Il cambio di cast per personaggi appartenenti alla trilogia Arkham può essere dovuto a tanti fattori, considerati gli anni trascorsi da Arkham Knight, tuttavia non si può negare il sospetto che sia stato fatto proprio per distinguere Suicide Squad: Kill the Justice League dalla trilogia che l’ha preceduto, salvo poi aggrapparsi a quest’ultima con le unghie e con i denti per chiamare a raccolta i fan di vecchia data.

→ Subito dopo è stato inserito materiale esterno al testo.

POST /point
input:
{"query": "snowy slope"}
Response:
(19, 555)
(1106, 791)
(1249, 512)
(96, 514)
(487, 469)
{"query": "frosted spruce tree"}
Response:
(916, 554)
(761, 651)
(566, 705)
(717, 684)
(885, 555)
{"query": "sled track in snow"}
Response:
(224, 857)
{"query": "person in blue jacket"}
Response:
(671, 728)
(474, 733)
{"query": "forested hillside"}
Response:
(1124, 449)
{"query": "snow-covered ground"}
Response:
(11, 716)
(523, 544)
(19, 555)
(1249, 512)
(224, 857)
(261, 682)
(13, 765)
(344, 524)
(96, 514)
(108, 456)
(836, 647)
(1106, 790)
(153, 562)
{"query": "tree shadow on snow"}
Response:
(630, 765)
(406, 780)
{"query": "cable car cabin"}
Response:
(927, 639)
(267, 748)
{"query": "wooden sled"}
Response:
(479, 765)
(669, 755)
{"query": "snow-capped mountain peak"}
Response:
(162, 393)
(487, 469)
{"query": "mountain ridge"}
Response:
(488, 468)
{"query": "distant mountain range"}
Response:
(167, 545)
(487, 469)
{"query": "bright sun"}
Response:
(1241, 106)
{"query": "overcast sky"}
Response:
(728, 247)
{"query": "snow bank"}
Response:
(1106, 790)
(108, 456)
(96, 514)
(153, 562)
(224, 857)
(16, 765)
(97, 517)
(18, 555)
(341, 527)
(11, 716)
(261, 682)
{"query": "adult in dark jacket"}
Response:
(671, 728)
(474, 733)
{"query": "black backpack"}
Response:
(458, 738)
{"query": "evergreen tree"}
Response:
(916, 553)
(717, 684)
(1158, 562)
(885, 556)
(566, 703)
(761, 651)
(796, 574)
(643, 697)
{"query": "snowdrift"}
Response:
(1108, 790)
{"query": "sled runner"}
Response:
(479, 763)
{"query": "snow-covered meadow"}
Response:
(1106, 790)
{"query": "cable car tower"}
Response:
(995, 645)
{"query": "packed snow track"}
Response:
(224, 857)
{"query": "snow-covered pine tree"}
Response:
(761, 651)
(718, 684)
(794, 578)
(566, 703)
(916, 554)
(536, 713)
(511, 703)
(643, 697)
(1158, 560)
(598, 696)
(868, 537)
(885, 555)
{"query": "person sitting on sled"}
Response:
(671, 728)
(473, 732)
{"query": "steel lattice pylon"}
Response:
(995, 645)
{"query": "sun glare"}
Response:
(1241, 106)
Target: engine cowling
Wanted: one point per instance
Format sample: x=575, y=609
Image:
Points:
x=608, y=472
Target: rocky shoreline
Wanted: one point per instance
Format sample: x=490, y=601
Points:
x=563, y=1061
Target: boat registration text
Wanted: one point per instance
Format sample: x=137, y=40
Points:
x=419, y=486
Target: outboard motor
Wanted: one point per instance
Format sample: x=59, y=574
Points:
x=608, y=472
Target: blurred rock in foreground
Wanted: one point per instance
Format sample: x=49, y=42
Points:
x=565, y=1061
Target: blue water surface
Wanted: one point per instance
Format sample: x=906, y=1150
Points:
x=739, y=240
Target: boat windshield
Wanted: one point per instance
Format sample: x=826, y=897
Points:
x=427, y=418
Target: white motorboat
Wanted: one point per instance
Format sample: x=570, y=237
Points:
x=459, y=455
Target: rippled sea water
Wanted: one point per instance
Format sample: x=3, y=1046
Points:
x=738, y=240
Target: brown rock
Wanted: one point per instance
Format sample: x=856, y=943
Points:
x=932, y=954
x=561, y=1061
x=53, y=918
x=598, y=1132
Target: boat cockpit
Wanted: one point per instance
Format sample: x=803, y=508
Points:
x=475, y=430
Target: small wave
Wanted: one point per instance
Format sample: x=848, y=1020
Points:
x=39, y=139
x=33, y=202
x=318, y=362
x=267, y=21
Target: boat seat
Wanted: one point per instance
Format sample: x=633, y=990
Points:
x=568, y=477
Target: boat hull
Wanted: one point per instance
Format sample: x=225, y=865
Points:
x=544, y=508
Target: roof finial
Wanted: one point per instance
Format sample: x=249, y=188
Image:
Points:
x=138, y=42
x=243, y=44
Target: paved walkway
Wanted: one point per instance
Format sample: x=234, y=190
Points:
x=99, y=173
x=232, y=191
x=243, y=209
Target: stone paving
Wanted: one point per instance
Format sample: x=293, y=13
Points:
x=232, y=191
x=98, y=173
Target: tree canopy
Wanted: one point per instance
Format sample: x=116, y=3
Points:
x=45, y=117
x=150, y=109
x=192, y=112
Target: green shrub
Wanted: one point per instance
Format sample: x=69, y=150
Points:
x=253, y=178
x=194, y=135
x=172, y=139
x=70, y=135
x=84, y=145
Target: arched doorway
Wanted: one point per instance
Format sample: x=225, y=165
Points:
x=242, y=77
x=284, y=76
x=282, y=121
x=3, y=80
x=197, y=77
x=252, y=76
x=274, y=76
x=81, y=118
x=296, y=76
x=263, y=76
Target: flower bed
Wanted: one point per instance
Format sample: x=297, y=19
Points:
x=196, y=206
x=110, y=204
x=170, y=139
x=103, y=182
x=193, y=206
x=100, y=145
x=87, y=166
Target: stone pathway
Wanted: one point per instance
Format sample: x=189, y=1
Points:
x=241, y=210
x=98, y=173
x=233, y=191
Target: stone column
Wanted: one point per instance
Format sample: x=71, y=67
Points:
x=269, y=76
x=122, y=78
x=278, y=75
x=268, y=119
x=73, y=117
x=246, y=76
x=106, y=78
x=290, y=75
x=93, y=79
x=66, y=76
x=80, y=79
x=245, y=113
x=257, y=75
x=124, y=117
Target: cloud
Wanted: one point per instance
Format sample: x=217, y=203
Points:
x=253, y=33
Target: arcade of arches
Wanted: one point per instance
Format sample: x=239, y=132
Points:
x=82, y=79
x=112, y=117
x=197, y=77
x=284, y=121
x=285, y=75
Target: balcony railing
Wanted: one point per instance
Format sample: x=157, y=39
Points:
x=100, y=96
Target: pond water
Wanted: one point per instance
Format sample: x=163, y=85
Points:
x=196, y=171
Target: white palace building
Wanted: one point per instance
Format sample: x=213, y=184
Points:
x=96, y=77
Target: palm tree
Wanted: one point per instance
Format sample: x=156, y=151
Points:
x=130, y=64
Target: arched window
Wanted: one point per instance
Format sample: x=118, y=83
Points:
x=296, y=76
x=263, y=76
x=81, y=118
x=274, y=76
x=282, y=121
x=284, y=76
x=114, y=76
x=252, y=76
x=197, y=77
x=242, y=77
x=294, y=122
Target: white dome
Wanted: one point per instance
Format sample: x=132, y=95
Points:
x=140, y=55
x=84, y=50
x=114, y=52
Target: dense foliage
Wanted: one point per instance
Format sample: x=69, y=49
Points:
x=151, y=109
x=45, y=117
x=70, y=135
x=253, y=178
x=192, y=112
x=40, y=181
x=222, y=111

Stendo infine un velo pietoso sull’omaggio al compianto Kevin Conroy, la cui purtroppo ultima interpretazione di Batman trovo non solo sporcata da una sceneggiatura improponibile ma anche da un video, passati i titoli di coda, che a mio avviso trasmette soltanto una grossa ipocrisia – oltre a non c’entrare assolutamente nulla con il contesto del gioco.

Conclusione

Suicide Squad: Kill the Justice League è un gioco fuori fuoco e scoordinato sotto ogni punto di vista. Da una narrazione assolutamente dimenticabile e irrispettosa verso pressoché ogni aspetto di trama e personaggio introdotto, fino a un gameplay fuori tempo massimo e che non convince in un loop eccessivamente ripetitivo senza particolari guizzi che lo facciano emergere. Al netto di un paio di dettagli piacevole, come il diverso approccio all’attraversamento della città da parte dei quattro antieroi, o del fatto che non ci siano mai stati cali di framerate nemmeno nei momenti più concitati, è un gioco che sbaglia tantissimo. Troppo anche solo per essere salvato.